¿Qué es el tiempo? Para algunos, un estorbo, un obstáculo, un impedimento, un freno, una molestia, algo que no aporta porque es un excedente y al parecer, todo lo que sobra, molesta. Sin embargo, para otros, es algo muy preciado porque para ellos es escaso. Se escapa entre los dedos casi sin darse cuenta, nace un día y muere sin más. El tiempo es tan relativo que para unos no pasa, mientras que para otros, no se detiene. Mientras tanto, seguimos allí, sin valorarlo, sin valorar la importancia de nuestro tiempo y de cómo lo usamos.

¿Qué valor debería tener el tiempo que transcurre entre dos personas que se miran y se sonríen? ¿o qué valor debería tener el tiempo que se escurre en una charla entre amigos? ¿el de una madre o un padre con sus hijos? ¿Qué valor tiene mi tiempo, o el tuyo, o el de ella y él y de todos los demás? ¿acaso hemos aprendido a ser justos en la forma de valorar el tiempo que nos entregan o del tiempo que entregamos?
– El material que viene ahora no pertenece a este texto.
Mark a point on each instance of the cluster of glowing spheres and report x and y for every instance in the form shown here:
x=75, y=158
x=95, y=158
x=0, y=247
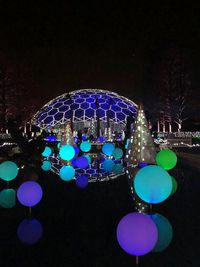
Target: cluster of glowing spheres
x=46, y=165
x=8, y=170
x=82, y=162
x=67, y=152
x=29, y=231
x=137, y=234
x=108, y=149
x=167, y=159
x=117, y=153
x=153, y=184
x=29, y=193
x=82, y=181
x=67, y=173
x=85, y=146
x=108, y=165
x=7, y=198
x=47, y=151
x=165, y=232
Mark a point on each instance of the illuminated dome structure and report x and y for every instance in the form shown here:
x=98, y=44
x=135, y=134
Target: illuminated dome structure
x=86, y=108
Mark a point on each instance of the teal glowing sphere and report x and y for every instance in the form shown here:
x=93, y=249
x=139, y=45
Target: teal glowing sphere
x=165, y=232
x=153, y=184
x=8, y=170
x=46, y=165
x=108, y=149
x=67, y=152
x=167, y=159
x=88, y=158
x=118, y=168
x=47, y=152
x=108, y=165
x=174, y=185
x=7, y=198
x=117, y=153
x=85, y=146
x=67, y=173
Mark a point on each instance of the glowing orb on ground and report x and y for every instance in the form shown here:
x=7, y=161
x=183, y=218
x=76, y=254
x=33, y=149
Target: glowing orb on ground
x=117, y=153
x=67, y=152
x=29, y=193
x=137, y=234
x=167, y=159
x=29, y=231
x=47, y=152
x=85, y=146
x=82, y=181
x=108, y=149
x=67, y=173
x=46, y=165
x=153, y=184
x=8, y=170
x=165, y=232
x=7, y=198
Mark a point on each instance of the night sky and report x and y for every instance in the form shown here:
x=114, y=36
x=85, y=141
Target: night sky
x=64, y=45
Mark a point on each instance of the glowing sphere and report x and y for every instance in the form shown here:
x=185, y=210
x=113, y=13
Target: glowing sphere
x=85, y=146
x=118, y=168
x=82, y=162
x=67, y=173
x=82, y=181
x=174, y=185
x=153, y=184
x=46, y=165
x=7, y=198
x=67, y=152
x=165, y=232
x=88, y=158
x=108, y=165
x=137, y=234
x=8, y=170
x=29, y=231
x=117, y=153
x=29, y=193
x=47, y=152
x=167, y=159
x=108, y=149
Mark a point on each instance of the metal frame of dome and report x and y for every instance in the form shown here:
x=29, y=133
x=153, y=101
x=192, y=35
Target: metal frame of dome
x=83, y=105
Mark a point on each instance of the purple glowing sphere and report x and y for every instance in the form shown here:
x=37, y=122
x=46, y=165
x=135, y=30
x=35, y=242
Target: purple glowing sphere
x=137, y=234
x=29, y=193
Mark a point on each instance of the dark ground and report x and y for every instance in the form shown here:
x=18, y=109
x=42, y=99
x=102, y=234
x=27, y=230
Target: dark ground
x=80, y=225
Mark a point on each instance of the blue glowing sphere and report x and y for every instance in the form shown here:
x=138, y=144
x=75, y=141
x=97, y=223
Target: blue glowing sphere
x=82, y=181
x=67, y=152
x=165, y=232
x=108, y=149
x=85, y=146
x=88, y=158
x=46, y=165
x=67, y=173
x=108, y=165
x=117, y=153
x=29, y=193
x=7, y=198
x=8, y=170
x=29, y=231
x=153, y=184
x=82, y=162
x=137, y=234
x=118, y=168
x=47, y=152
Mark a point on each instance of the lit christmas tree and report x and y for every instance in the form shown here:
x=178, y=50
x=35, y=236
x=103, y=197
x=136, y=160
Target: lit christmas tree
x=141, y=148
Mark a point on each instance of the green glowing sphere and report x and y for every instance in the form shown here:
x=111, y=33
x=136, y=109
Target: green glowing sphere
x=167, y=159
x=8, y=170
x=7, y=198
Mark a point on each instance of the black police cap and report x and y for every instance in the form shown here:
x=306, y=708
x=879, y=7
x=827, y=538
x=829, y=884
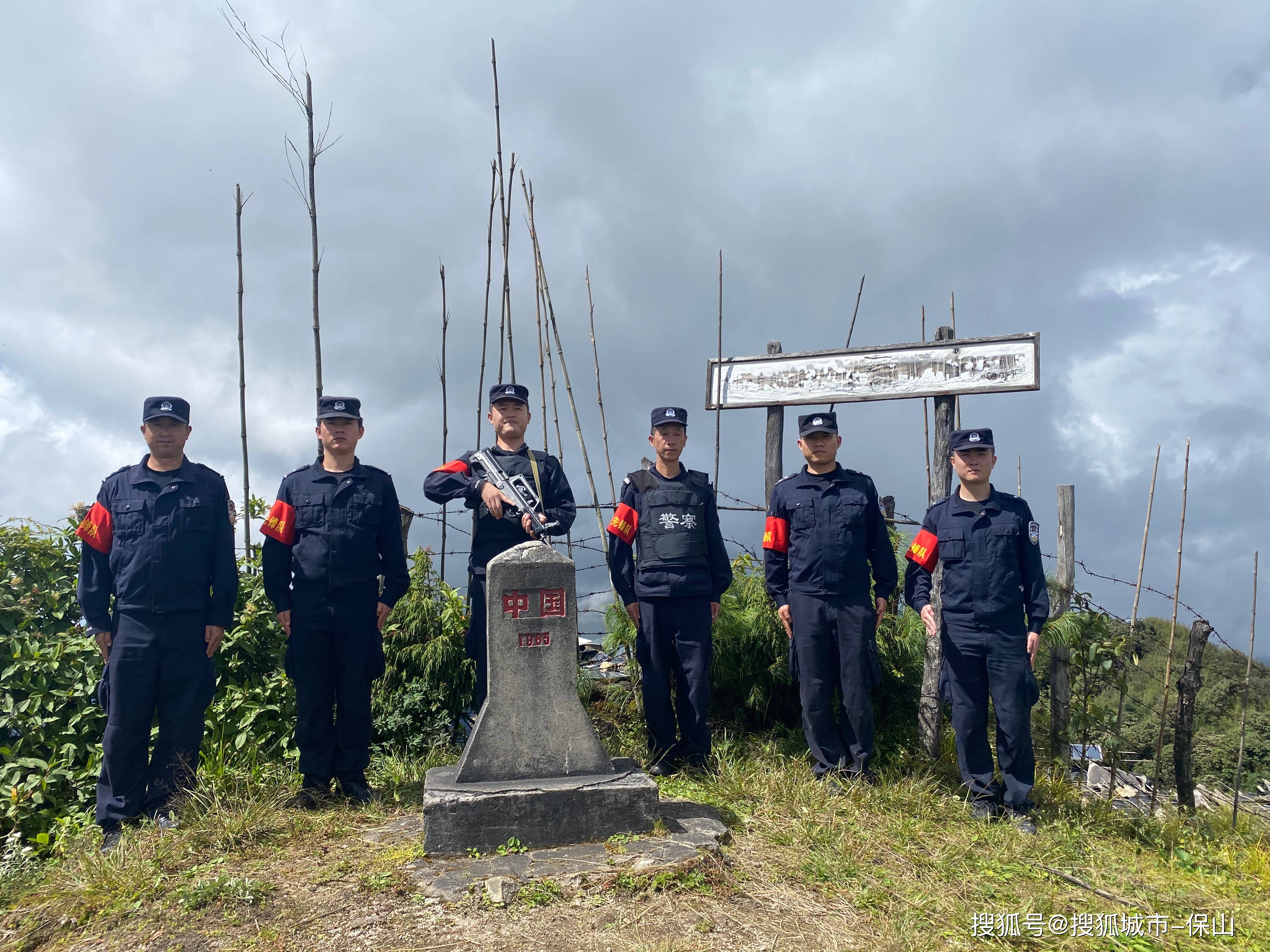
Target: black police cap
x=176, y=408
x=663, y=416
x=331, y=408
x=510, y=391
x=971, y=440
x=818, y=423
Yo sé que sabes que el tiempo es algo que nunca se recuperará y está es la verdadera medida de su valor. Y comprender y asumir esta realidad, es una gran responsabilidad, porque nos lleva a reflexionar en todas esas personas que en las prisas del mundo actual se detienen a escucharnos, a darnos un consejo, a aguantar nuestros problemas, a compartir sus emociones, a ofrecernos su ayuda, a darnos una palabra de aliento, un buenos días, a tomar un café, a crear proyectos juntos, sencillamente, que se detienen a darnos el regalo más fascinante y maravilloso que nos pueden hacer: dedicarnos su tiempo.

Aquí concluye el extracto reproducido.